Mas vamos a exemplos locais. Gostaria de começar por sugerir um primeiro, excelentemente descrito no recente artigo de opinião “A Terra da Bosta!” de Rui Duque, nesta coluna da Figueira TV. Embora de um âmbito temático diferente do que preside a esta crónica, não deixa de ser um claro exemplo de como nomes que reflectem realidades desagradáveis, perfeitamente desajustadas dos tempos actuais, e até pejorativas, podem pura e simplesmente ficar no caixote do lixo da história.

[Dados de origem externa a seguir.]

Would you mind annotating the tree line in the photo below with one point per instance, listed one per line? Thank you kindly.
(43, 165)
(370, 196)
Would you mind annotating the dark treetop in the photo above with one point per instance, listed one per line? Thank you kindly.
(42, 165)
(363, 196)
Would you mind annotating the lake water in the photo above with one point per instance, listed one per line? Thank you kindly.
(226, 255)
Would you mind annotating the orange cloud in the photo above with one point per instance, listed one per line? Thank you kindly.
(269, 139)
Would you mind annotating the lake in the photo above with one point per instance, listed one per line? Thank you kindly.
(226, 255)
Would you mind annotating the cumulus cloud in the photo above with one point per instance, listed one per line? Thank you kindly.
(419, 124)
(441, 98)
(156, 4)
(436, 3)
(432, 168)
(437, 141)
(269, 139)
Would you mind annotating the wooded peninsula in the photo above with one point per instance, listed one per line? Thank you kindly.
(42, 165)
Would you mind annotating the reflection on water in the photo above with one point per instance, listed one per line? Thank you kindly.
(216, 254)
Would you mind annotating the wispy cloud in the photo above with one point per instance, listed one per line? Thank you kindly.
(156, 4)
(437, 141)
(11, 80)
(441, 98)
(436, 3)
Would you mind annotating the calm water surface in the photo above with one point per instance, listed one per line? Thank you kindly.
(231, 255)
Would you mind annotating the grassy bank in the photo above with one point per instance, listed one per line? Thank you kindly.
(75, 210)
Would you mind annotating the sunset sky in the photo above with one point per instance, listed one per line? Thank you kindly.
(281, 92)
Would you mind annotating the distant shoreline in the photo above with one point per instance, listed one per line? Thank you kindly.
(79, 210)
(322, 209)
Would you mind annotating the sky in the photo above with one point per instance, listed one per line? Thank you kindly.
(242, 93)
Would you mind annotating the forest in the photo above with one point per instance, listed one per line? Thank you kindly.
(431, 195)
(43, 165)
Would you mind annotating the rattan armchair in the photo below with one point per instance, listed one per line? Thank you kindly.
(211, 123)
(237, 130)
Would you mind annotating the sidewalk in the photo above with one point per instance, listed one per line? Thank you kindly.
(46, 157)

Esta é uma expressão que pode perfeitamente cair no esquecimento, pois não serve para descrever toda uma cultura regional que, como refere Rui Duque, é feita de “(…) gente grata e orgulhosa do sacrifício e da batalha guerreira dos seus antecessores (…)”.
Mas um exemplo muito esclarecedor é o que se refere a um dos casos mais conhecidos na
Figueira, que sobretudo as pessoas acima dos 30, 35 anos bem conhecem: o antigo nome da Praia do Forte. Refere-se a tempos que felizmente já lá vão, em que ainda existiam muitos problemas de higiene e saneamento na cidade. Por ser francamente desagradável e desajustado (embora motivo ainda de alguma brincadeira em ambientes mais descontraídos), deixou de ser usado de uma forma generalizada, sendo largamente ignorado pelas gerações mais jovens, mais interessada em usufruir de uma praia bastante central e bem servida de acessibilidades. Parece-me que este é um excelente exemplo de como, de facto, os tempos trazem outras sensibilidades que podemos acolher de forma natural, deixando o que não serve e não está ajustado à nossa vivência actual ficar para trás sem remorsos de qualquer espécie.
As recompensas são maiores do que simplesmente ficar agarrado a ideias que no presente não fazem qualquer sentido.
Segundo julgo saber, a designação de “Enforca Cães” teria a ver com uma necessidade premente de lidar com a doença destes animais. Sim, mas mais uma vez as condições de hoje em dia são felizmente muito melhores, desde a nossa relação com os animais que se julga estarem há mais tempo junto de nós no processo de domesticação, muito mais digna e próxima do que em outras eras, até às condições sanitárias e evolução do conhecimento da medicina veterinária, que nos permite tratá-los com muito mais dignidade até à sua morte.
Algo simples como uma auscultação ao concelho, via redes sociais ou qualquer outra plataforma generalizada, poderá, cara leitora e caro leitor, mostrar como a nossa imaginação e capacidade criadora será capaz de divulgar uma nova designação desta estrada icónica que faça a actual ficar progressivamente arrumada na memória de tempos felizmente já passados.